Seriously, why do us old white folks require “second coming of…” acts to really give us rock boners?

It’s a good question. These days, do I only pop a boner for the “second coming” of Farrah Fawcett and whatever other actresses turned me on when I was a teenage boy? Of course not! My dick, to keep this discussion regrettably crude, has adapted to the joys of new, good-looking actresses with their own contemporary style.
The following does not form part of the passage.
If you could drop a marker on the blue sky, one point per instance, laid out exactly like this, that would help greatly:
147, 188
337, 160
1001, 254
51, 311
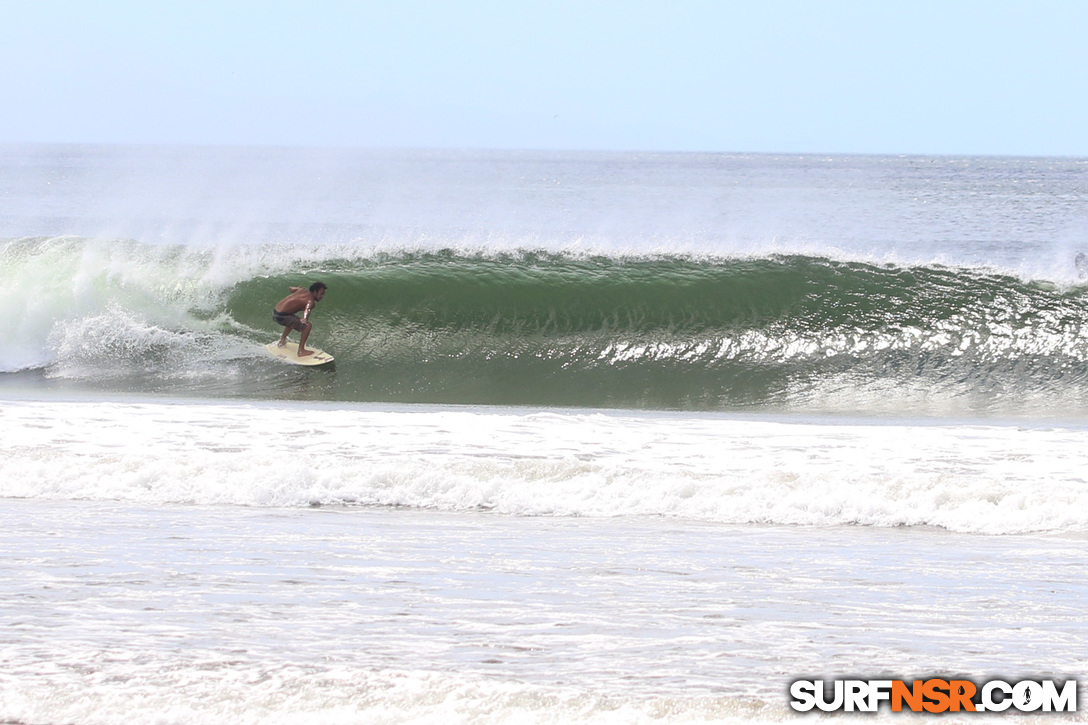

What is the deal? Does new music lack tits and ass, or whatever turned us onto music in the first place?

I have no answers, at this point. Let’s discuss HVB’s question.


  17 Responses to “Rock Boners for Old White Folks”

  1. misterioso

    I do hope you get some answers to this pointed question.

  2. bostonhistorian

    This one is too hard for me to answer.

  3. hrrundivbakshi

    The only thing more predictable than the rock boner sprung at the arrival of a “second coming of…” act: the rock softie that occurs when old white rock fans complain about “having heard this all before.”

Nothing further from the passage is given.